E é claro que em mais uma daquelas viradas como a que aconteceu com a personagem de Sandra Bullock, os três personagens viverão uma experiência catártica onde serão obrigados a reverem seus (pré) conceitos. Pois, se num primeiro momento, vemos o jovem policial pedir transferência justamente por condenar as ações de seu parceiro, mais a frente, ele mesmo se colocará numa situação onde pré-julgará alguém, seja pelas roupas ou pela quantidade de melanina na pele, ao passo que o mesmo oficial capaz de humilhar um casal de negros, será o responsável por salvar a vida de uma de suas vítimas que, como não poderia deixar de ser, não compreenderá o que leva um salvador corajoso e determinado a agir como um monstro.
Nem nós entenderemos, e essa é a mensagem que permeia o roteiro de Haggis e Moresco, levando ao slogan destacado no cartaz promocional do filme: “Você pensa que sabe quem você é, mas não tem a menor ideia”. Todos nós estamos sujeitos a cometer erros, de diversos tipos e nas mais diversas circunstâncias. Afinal de contas, somos falhos porque somos humanos, ou somos humanos porque somos falhos? A verdade é que ao invés de assumirmos que estamos todos no mesmo barco navegando em águas turbulentas rumo ao (auto) conhecimento e nos unirmos, ajudando uns aos outros, preferimos o contrário, ignorando o inquestionável fato de que somos todos imperfeitos e insignificantes diante da grandeza do universo e suas leis.
Temos a chance de construirmos pontes e derrubarmos fronteiras, nos unindo como uma única comunidade. Não uma comunidade de negros, asiáticos, brancos ou indígenas, mas uma uma comunidade de seres humanos, onde a cor da pele, a orientação sexual, as crenças e as opiniões (políticas ou não) pouco importam. Todos precisamos um dos outros e, mais cedo ou mais tarde, cada um de nós deverá entender isso. Ou vamos continuar construindo muros, banindo pessoas e morrendo em guerras?

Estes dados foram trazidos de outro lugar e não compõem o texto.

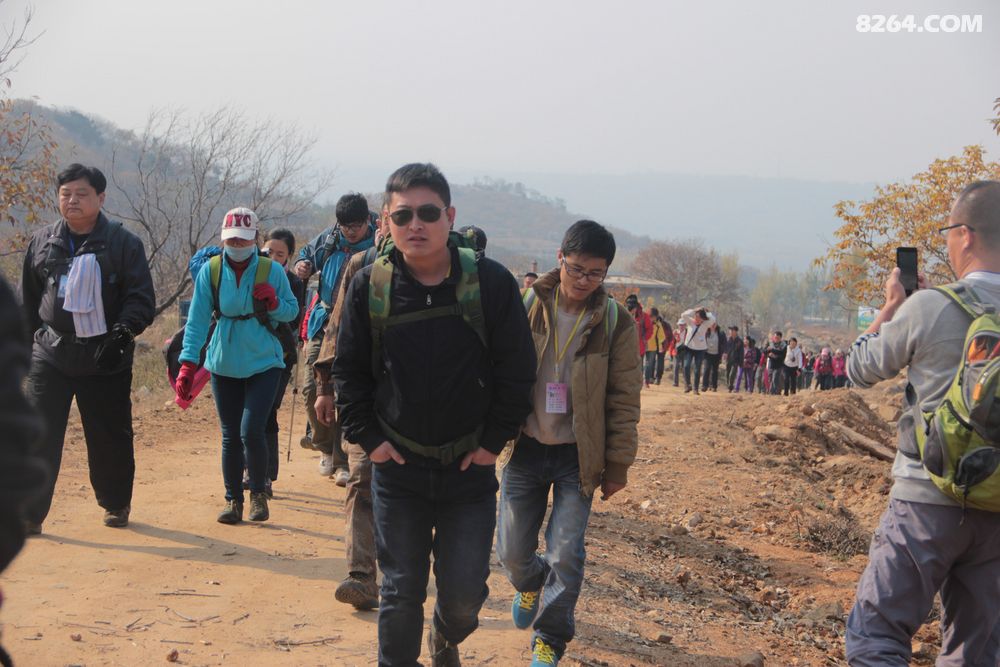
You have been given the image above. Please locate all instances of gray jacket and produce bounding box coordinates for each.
[847,272,1000,505]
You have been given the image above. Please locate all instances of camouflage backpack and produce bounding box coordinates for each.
[913,283,1000,512]
[365,232,488,465]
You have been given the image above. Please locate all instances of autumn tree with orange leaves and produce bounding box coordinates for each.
[815,145,1000,304]
[0,0,56,256]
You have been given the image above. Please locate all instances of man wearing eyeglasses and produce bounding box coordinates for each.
[497,220,642,667]
[846,181,1000,667]
[331,164,535,667]
[295,192,376,486]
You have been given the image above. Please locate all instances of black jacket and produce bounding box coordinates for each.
[21,213,156,376]
[331,249,536,465]
[0,278,46,570]
[726,334,743,366]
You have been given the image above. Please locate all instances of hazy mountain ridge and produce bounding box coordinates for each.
[18,101,873,273]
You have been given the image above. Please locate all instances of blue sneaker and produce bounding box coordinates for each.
[531,637,559,667]
[510,591,542,630]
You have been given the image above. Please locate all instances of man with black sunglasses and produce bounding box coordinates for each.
[332,164,535,667]
[295,192,376,486]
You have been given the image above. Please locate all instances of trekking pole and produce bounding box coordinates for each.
[285,346,302,463]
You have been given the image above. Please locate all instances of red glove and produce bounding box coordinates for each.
[253,283,278,310]
[174,361,198,401]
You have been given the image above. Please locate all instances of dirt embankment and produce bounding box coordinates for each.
[2,378,936,667]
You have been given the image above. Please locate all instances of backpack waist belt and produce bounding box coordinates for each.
[375,414,483,465]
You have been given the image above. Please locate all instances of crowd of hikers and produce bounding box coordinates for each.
[625,295,851,396]
[0,163,1000,667]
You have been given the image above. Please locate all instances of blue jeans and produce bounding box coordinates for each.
[212,368,282,502]
[372,456,498,667]
[497,435,593,655]
[684,350,705,391]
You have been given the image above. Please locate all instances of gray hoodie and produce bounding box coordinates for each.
[847,271,1000,505]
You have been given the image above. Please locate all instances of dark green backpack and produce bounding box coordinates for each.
[913,283,1000,512]
[365,232,489,465]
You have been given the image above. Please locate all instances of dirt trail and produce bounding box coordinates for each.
[0,378,920,667]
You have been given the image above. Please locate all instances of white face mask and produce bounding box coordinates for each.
[226,245,257,262]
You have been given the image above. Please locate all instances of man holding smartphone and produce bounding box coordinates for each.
[846,181,1000,667]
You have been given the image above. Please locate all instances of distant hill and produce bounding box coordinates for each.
[18,101,649,273]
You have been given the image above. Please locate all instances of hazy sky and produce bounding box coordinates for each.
[0,0,1000,193]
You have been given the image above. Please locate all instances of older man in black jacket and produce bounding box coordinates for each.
[332,164,536,667]
[21,164,156,534]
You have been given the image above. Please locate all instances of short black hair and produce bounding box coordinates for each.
[337,192,369,225]
[559,220,617,266]
[949,181,1000,249]
[264,227,295,255]
[56,162,108,194]
[383,162,451,206]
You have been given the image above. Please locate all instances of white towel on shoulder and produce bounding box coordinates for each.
[63,253,108,338]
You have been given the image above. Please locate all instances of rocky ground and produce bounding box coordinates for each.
[0,362,937,667]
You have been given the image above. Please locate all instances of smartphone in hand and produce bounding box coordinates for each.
[896,247,917,296]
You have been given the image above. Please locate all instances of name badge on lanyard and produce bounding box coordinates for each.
[545,287,587,415]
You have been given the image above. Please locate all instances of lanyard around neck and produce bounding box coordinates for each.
[552,285,587,379]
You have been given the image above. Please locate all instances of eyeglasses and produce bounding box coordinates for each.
[560,259,608,284]
[389,204,448,227]
[938,222,976,236]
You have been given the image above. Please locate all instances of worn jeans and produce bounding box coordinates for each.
[212,368,282,502]
[684,349,705,391]
[846,498,1000,667]
[302,336,348,470]
[674,348,688,387]
[25,360,135,523]
[344,444,376,579]
[497,435,593,655]
[372,460,498,667]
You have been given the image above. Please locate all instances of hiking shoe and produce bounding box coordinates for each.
[427,620,462,667]
[531,637,559,667]
[319,453,334,477]
[104,505,132,528]
[510,591,542,630]
[216,500,243,524]
[247,491,271,521]
[333,574,378,611]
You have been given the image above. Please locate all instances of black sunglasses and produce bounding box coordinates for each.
[389,204,448,227]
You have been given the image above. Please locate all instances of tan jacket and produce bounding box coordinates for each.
[512,269,642,496]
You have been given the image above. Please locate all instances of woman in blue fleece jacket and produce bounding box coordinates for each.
[176,208,299,523]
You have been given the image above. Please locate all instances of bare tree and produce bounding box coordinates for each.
[632,239,743,310]
[109,108,333,314]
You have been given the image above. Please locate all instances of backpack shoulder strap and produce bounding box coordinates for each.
[208,254,222,316]
[455,248,486,348]
[604,296,618,350]
[368,255,393,376]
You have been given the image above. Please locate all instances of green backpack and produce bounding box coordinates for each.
[366,232,489,465]
[913,283,1000,512]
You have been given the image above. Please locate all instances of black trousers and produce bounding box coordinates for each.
[25,359,135,523]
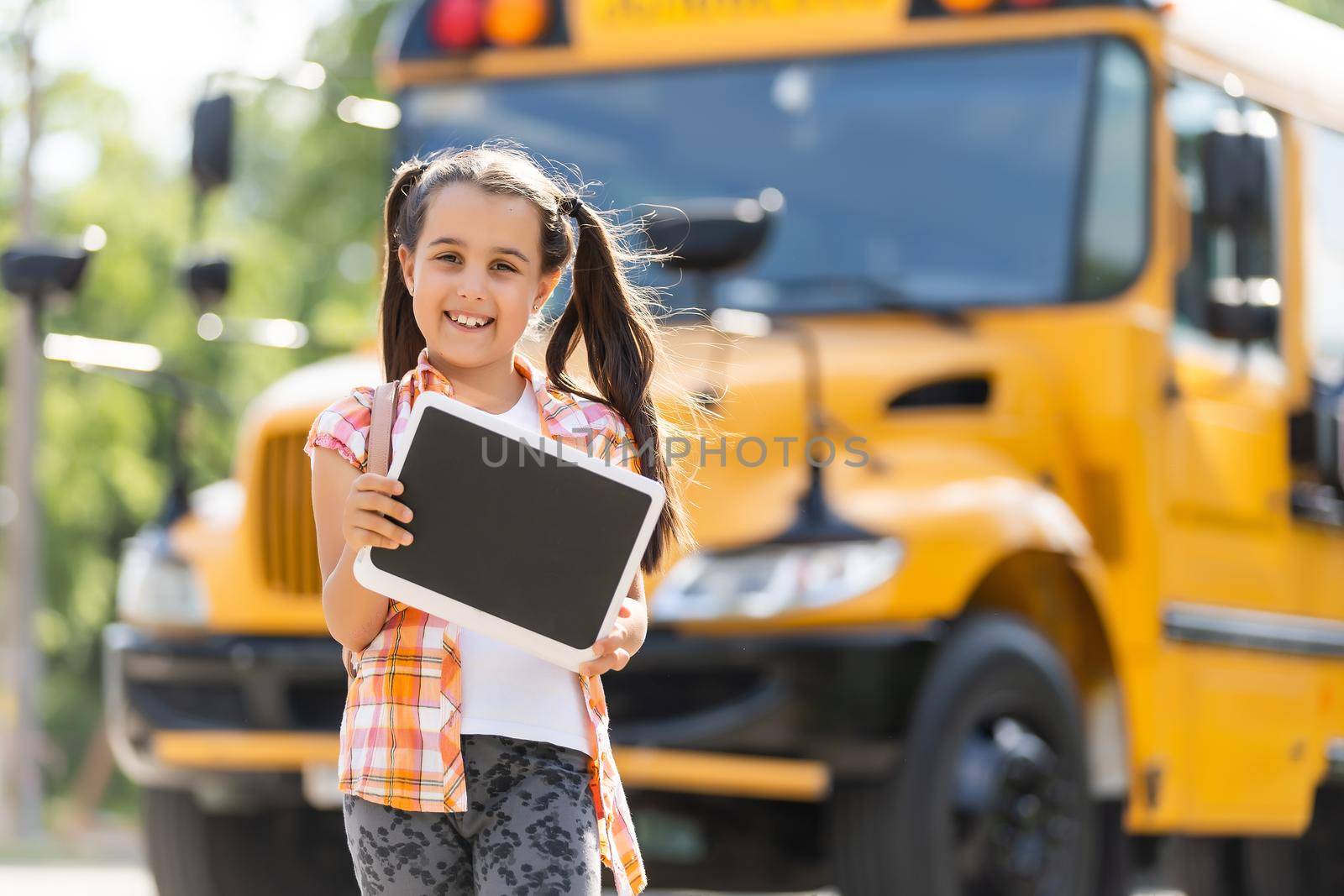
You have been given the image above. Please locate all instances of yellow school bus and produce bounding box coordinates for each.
[106,0,1344,896]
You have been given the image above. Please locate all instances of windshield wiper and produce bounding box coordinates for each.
[769,275,969,327]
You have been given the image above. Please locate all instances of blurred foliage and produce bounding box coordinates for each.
[0,0,395,802]
[1285,0,1344,25]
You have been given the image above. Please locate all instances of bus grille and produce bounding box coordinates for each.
[257,434,323,596]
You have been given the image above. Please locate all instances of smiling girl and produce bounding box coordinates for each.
[304,144,690,896]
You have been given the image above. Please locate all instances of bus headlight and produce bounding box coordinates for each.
[117,527,207,625]
[649,537,905,622]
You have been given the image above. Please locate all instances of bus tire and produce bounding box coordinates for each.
[139,787,359,896]
[1163,836,1236,896]
[832,612,1100,896]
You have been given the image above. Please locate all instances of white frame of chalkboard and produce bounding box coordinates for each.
[354,385,667,673]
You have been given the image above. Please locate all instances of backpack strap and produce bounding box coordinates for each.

Talvez ainda mais importante hoje do que há 17 anos, Crash - No Limite provavelmente teria ainda mais êxito caso chegasse ao público somente agora e talvez dissipasse as críticas daqueles que tentaram tirar seus méritos artísticos e sociais na época em que estreou. Entre os 64 prêmios que conquistou na temporada 2004-2005, destacam-se os 3 Oscars que recebeu: Melhor Montagem, Melhor Roteiro e, claro, Melhor Filme, desbancando o favorito O Segredo de Brokeback Mountain, numa polêmica decisão que colocou os membros da Academia de Artes e Ciências Cinematográficas numa verdadeira saia justa ao terem de responder a acusações de homofobia, tirando o foco do que realmente importava: Que Crash - No Limite era, de fato, o melhor filme.